Ganoderic acid A alleviates hypoxia-induced apoptosis, autophagy, and inflammation in rat neural stem cells through the PI3K/AKT/mTOR pathways.

Effects of ganoderic acid A (GAA), a lanostane triterpene, on hypoxia-ischemia encephalopathy (HIE) remain unclear. We aimed to figure out the specific role of GAA in hypoxia-treated neural stem cells (NSCs) as well as the regulatory mechanisms. Primary rat NSCs were incubated under hypoxia to simulate HIE. Viability and apoptosis of hypoxia-injured NSCs were measured by cell counting kit-8 and flow cytometry assays, respectively. Proteins related to apoptosis, autophagy, and the PI3K/AKT/mTOR pathways were evaluated by Western blot analysis. LY294002 and rapamycin were added to inhibit the PI3K/AKT pathway and mTOR pathway, respectively.

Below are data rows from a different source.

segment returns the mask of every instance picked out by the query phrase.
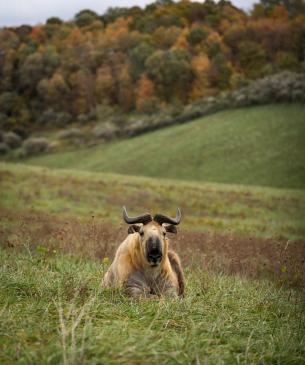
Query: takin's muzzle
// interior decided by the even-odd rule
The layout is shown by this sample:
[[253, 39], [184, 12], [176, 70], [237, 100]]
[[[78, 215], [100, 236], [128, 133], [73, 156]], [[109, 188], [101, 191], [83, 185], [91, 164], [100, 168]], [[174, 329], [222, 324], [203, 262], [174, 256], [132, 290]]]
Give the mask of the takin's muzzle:
[[151, 266], [158, 266], [162, 261], [162, 244], [159, 237], [149, 237], [146, 241], [146, 258]]

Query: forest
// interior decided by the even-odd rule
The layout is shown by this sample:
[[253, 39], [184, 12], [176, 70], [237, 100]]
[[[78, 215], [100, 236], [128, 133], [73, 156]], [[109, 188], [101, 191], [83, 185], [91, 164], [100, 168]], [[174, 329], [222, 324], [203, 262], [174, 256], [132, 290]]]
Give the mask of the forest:
[[0, 128], [25, 136], [101, 118], [153, 114], [304, 71], [305, 4], [156, 1], [82, 10], [71, 21], [0, 30]]

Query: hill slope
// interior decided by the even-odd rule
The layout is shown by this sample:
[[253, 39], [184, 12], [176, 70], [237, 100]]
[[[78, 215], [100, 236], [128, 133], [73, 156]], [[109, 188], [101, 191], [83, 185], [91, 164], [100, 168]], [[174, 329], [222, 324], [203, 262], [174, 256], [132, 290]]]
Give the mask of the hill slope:
[[183, 180], [305, 186], [305, 106], [221, 112], [129, 140], [31, 158], [29, 164]]
[[[174, 214], [183, 211], [183, 227], [236, 235], [304, 239], [305, 192], [222, 184], [49, 170], [0, 164], [0, 220], [20, 222], [17, 212], [64, 216], [94, 215], [121, 223], [121, 209]], [[1, 211], [4, 213], [1, 215]], [[10, 223], [11, 224], [11, 223]], [[1, 228], [1, 225], [0, 225]]]
[[[122, 204], [182, 208], [183, 299], [101, 288]], [[1, 365], [304, 364], [304, 210], [305, 191], [0, 163]]]

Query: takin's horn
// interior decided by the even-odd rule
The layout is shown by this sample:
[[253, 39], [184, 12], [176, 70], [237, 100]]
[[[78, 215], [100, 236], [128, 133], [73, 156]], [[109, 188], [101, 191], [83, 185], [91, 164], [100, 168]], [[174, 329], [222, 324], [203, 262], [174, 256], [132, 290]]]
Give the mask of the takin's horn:
[[153, 220], [152, 216], [149, 213], [139, 215], [138, 217], [129, 217], [126, 207], [123, 207], [123, 218], [127, 224], [136, 224], [136, 223], [147, 224]]
[[175, 226], [181, 221], [181, 211], [177, 208], [176, 218], [170, 218], [163, 214], [156, 214], [154, 216], [154, 221], [162, 225], [163, 223], [174, 224]]

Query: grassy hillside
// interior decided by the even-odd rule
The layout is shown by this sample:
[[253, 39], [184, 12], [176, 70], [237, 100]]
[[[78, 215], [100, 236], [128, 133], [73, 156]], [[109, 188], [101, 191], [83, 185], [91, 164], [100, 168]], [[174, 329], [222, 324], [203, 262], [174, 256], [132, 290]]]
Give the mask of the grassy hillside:
[[[101, 290], [123, 204], [182, 208], [185, 298]], [[0, 164], [0, 363], [304, 363], [304, 210], [299, 190]]]
[[[72, 170], [0, 164], [2, 209], [121, 222], [131, 213], [183, 211], [183, 226], [262, 237], [305, 237], [305, 192], [212, 183], [187, 183]], [[3, 218], [5, 220], [5, 217]]]
[[305, 187], [305, 105], [231, 110], [94, 148], [26, 162], [128, 175]]

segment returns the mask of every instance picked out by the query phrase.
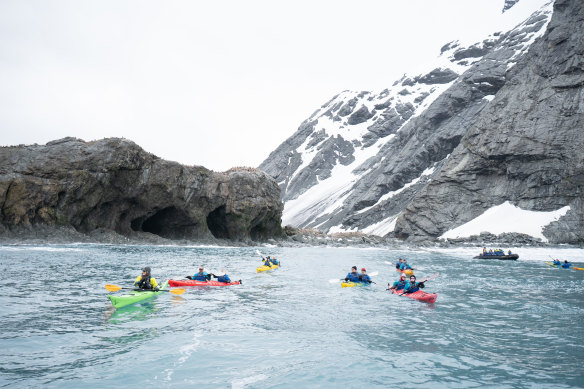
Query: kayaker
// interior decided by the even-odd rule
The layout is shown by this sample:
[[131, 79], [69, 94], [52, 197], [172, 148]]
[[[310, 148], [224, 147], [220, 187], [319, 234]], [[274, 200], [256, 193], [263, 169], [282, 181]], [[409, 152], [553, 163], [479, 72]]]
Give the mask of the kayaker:
[[401, 265], [402, 265], [402, 263], [403, 263], [403, 259], [401, 259], [401, 258], [400, 258], [400, 259], [399, 259], [399, 260], [398, 260], [398, 261], [395, 263], [395, 268], [396, 268], [397, 270], [399, 270], [399, 269], [400, 269], [400, 267], [401, 267]]
[[403, 263], [401, 264], [401, 266], [399, 267], [399, 269], [400, 270], [414, 270], [414, 269], [412, 269], [412, 267], [410, 266], [408, 261], [405, 259], [404, 259]]
[[572, 264], [568, 261], [564, 261], [564, 263], [562, 263], [562, 268], [564, 269], [569, 269], [570, 266], [572, 266]]
[[416, 282], [416, 276], [411, 275], [410, 280], [404, 286], [404, 293], [414, 293], [424, 287], [423, 282]]
[[554, 259], [554, 265], [555, 266], [560, 266], [562, 264], [562, 262], [560, 262], [559, 259]]
[[357, 266], [351, 268], [351, 272], [345, 277], [345, 281], [361, 282], [361, 275], [357, 273]]
[[266, 257], [266, 260], [264, 262], [264, 266], [269, 266], [272, 267], [272, 260], [270, 259], [270, 257]]
[[280, 266], [280, 261], [278, 261], [276, 258], [272, 257], [271, 261], [272, 261], [272, 264], [274, 264], [276, 266]]
[[199, 272], [195, 273], [192, 277], [187, 276], [187, 278], [193, 281], [209, 281], [211, 279], [211, 274], [207, 273], [203, 266], [199, 266]]
[[212, 274], [212, 276], [217, 278], [217, 281], [219, 281], [219, 282], [226, 282], [226, 283], [231, 282], [231, 278], [229, 278], [229, 276], [226, 274], [225, 269], [221, 269], [221, 272], [219, 274]]
[[367, 269], [362, 268], [361, 269], [361, 275], [359, 275], [359, 281], [365, 283], [365, 284], [370, 284], [371, 281], [371, 277], [369, 277], [369, 275], [367, 274]]
[[[402, 273], [399, 277], [399, 280], [394, 282], [389, 289], [402, 290], [406, 286], [406, 283], [406, 275]], [[387, 286], [389, 286], [389, 284], [387, 284]]]
[[156, 282], [156, 278], [152, 277], [149, 266], [146, 266], [144, 269], [142, 269], [142, 274], [136, 277], [134, 286], [140, 289], [158, 290], [158, 282]]

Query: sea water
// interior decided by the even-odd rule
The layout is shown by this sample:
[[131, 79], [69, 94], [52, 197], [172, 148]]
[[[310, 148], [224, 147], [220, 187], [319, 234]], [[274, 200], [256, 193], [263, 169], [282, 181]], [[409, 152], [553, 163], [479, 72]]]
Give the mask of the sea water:
[[[256, 250], [282, 267], [257, 273]], [[0, 386], [584, 386], [584, 271], [544, 263], [584, 250], [479, 250], [0, 246]], [[399, 257], [439, 273], [425, 288], [435, 304], [386, 291]], [[243, 284], [118, 310], [104, 288], [131, 287], [144, 266], [161, 282], [199, 265]], [[353, 265], [375, 284], [341, 288]]]

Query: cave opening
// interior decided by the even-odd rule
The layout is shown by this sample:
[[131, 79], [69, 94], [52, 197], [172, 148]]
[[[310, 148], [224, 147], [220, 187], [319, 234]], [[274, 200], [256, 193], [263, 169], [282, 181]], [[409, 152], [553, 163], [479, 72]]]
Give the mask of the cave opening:
[[134, 231], [150, 232], [167, 239], [188, 239], [196, 237], [197, 223], [184, 211], [167, 207], [148, 218], [132, 220]]
[[207, 215], [207, 227], [209, 227], [209, 231], [215, 238], [229, 239], [225, 205], [215, 208]]

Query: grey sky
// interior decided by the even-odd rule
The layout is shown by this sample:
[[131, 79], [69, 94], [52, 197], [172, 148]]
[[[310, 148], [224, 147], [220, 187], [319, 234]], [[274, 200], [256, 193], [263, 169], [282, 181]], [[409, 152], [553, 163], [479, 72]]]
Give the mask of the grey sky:
[[3, 0], [0, 144], [116, 136], [257, 166], [335, 94], [483, 37], [503, 2]]

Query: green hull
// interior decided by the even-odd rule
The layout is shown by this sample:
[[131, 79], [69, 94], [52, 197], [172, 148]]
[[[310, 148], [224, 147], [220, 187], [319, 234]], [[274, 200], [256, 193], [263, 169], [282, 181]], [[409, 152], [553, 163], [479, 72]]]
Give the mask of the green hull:
[[[167, 286], [168, 286], [168, 280], [163, 282], [162, 285], [160, 285], [160, 289], [166, 289]], [[142, 292], [139, 290], [135, 290], [135, 291], [129, 292], [128, 294], [123, 294], [121, 296], [114, 296], [114, 295], [108, 294], [107, 297], [109, 297], [114, 308], [118, 309], [121, 307], [125, 307], [126, 305], [134, 304], [134, 303], [137, 303], [139, 301], [152, 298], [154, 296], [159, 295], [160, 293], [163, 293], [163, 292], [146, 292], [146, 291]]]

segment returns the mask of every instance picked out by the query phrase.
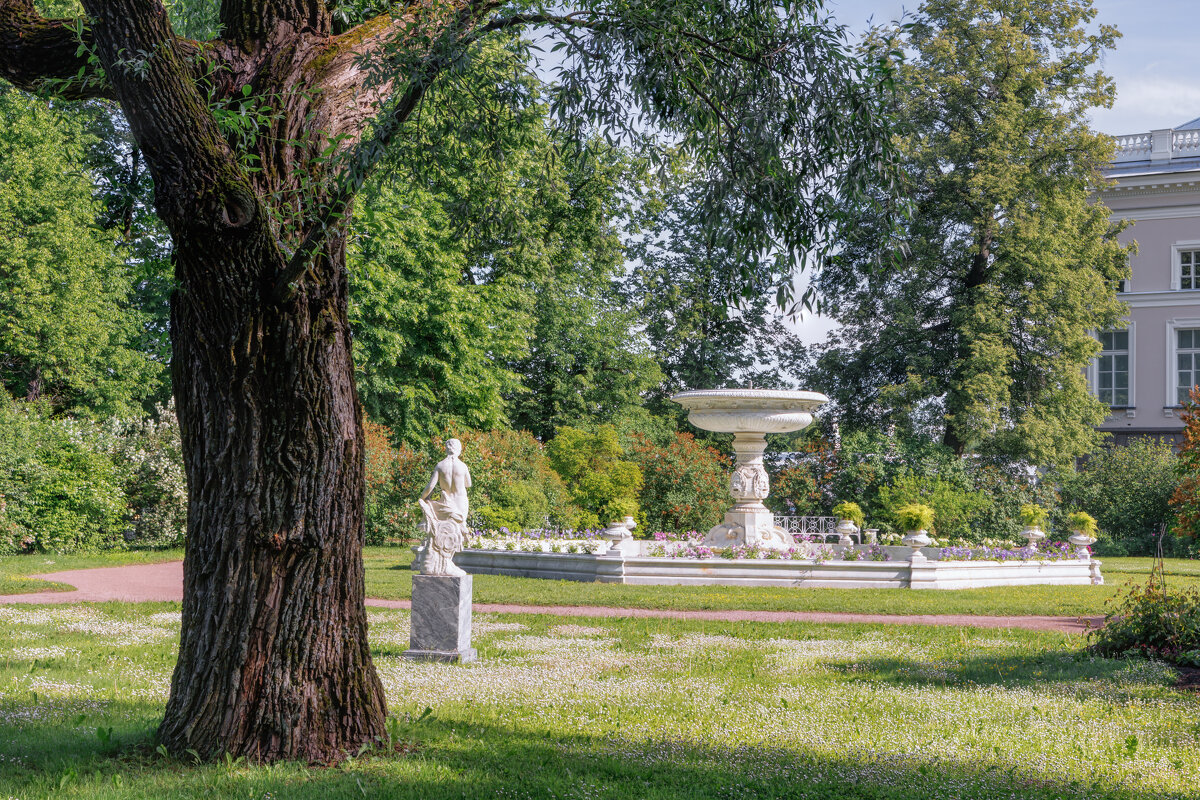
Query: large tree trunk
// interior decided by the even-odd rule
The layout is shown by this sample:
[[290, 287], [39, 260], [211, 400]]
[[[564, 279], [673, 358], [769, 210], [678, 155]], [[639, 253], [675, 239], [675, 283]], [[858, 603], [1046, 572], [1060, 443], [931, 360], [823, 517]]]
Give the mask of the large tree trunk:
[[[329, 761], [384, 733], [363, 606], [363, 450], [341, 240], [297, 299], [194, 280], [180, 251], [173, 377], [188, 474], [174, 752]], [[270, 264], [271, 271], [278, 264]], [[255, 291], [255, 288], [258, 291]]]

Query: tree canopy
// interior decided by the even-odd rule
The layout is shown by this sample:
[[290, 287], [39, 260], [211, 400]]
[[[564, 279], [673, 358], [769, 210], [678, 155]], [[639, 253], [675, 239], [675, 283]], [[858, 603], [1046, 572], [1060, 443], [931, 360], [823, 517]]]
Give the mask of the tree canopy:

Enzyme-linked immunosorbent assay was carried out to test the release of proinflammatory cytokines. We found that hypoxia-induced decrease of cell viability, increases of apoptotic cells and autophagy, and the release of IL-6, IL-1β, and TNF-α were all attenuated by GAA stimulation. Activation of caspases induced by hypoxia was alleviated by GAA. Furthermore, we found that inhibition of the PI3K/AKT pathway eliminated the effects of GAA on apoptosis and proinflammatory cytokines release in hypoxia-injured NSCs. Meanwhile, inhibition of the mTOR pathway abrogated the effects of GAA on cell autophagy in hypoxia-injured NSCs. In conclusion, GAA alleviated hypoxia-induced injury in NSCs might be through activating the PI3K/AKT and mTOR pathways.